The Engineering Codex/Cloud Security Engineering
DAY 4
06 / 09

Data Protection, KMS & Secrets Management

schedule11 minsignal_cellular_altAdvanced2,492 words
Encryption is one of the most-claimed and least-understood controls. Learn the envelope-encryption pattern, KMS and HSM internals, key hierarchies, BYOK/HYOK, secrets stores and rotation patterns — and why your real risk is access to the key, not the cipher.

What you will learn

01Envelope Encryption — The Pattern Behind All Of It
02Key Hierarchies and HSMs
03Access Control on Keys
04BYOK, HYOK, EKM — Customer-Controlled Keys
05Encryption Patterns Where They Live
06Secrets Management

If an attacker reaches your data tier, what stops them is not encryption — it is whether they can also use the key. Modern cloud encryption is operationally cheap and on by default. The interesting design questions live in the key plane: who can decrypt, under what conditions, with what audit trail, and what happens when a key is compromised. This chapter is about the engineering of that key plane.

🔑
Today's data-plane and key-plane
1) Envelope encryption — the canonical pattern in every cloud KMS. 2) Key hierarchies — root, KEK, DEK, plus how HSMs change the trust story. 3) Access control on keys — key policies, grants, conditions, and the dual-control patterns. 4) BYOK / HYOK / EKM — what "customer-managed keys" actually buys you. 5) Secrets management — Vault, Secrets Manager, External Secrets, SOPS — and rotation done right.

Envelope Encryption — The Pattern Behind All Of It

Every cloud KMS implements one core pattern. Don't encrypt the data with the master key directly — that key would have to handle huge volumes and any compromise loses everything. Instead, generate a fresh data encryption key (DEK) per object, encrypt the data locally with the DEK, then ask KMS to encrypt the DEK under a long-lived key encryption key (KEK / CMK). Store the encrypted DEK alongside the ciphertext. To read: ask KMS to decrypt the DEK, then decrypt the data locally.

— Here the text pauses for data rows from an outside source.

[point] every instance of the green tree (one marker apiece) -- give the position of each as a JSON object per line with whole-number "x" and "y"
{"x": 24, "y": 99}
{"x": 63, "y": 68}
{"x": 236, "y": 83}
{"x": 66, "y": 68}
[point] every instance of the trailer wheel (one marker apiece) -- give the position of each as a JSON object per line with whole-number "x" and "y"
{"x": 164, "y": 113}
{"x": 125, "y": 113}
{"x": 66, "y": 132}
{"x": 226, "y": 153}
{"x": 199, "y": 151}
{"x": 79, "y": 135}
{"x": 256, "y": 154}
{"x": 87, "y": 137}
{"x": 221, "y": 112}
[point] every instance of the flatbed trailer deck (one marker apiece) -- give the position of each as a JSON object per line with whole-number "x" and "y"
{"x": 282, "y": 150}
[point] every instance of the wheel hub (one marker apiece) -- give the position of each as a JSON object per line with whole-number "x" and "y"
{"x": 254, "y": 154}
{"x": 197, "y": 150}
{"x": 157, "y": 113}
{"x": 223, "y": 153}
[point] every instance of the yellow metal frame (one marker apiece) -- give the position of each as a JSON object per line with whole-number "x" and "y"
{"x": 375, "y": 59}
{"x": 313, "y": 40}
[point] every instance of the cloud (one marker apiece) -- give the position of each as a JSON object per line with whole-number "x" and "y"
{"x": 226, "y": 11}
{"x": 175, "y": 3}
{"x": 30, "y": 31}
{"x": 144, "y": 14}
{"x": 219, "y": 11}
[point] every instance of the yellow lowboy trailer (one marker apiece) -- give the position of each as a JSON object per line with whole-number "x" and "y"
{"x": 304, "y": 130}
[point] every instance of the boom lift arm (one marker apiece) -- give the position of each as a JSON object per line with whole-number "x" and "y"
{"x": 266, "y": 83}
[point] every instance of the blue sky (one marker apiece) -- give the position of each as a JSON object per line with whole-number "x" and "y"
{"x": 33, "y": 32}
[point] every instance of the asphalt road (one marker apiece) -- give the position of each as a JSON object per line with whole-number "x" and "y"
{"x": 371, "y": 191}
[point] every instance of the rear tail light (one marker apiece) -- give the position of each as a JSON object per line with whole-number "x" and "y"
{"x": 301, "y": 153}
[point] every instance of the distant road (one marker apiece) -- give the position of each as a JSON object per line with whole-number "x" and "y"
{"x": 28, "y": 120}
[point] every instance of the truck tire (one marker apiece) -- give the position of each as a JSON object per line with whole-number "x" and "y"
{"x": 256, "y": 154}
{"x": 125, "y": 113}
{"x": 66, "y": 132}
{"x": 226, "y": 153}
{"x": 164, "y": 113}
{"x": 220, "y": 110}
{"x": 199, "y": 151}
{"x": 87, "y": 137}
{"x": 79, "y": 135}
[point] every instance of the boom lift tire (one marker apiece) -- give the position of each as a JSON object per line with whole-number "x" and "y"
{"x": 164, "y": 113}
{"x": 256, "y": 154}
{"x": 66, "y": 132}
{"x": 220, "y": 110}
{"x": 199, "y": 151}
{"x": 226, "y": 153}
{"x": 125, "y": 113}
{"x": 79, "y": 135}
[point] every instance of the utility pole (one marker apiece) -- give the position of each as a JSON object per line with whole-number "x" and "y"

App has plaintext to write KMS GenerateDataKey(KEK) → {plain DEK, encrypted DEK} HSM root never leaves hardware Storage layer { ciphertext = AES-GCM(plaintext, DEK), encrypted_DEK, key_id, nonce, ad } App immediately zeroes the plain DEK from memory after the encrypt
Envelope encryption. KMS performs only small (DEK-size) crypto and never sees plaintext. The HSM signs/decrypts the DEK; the bulk data is encrypted locally with AES-GCM.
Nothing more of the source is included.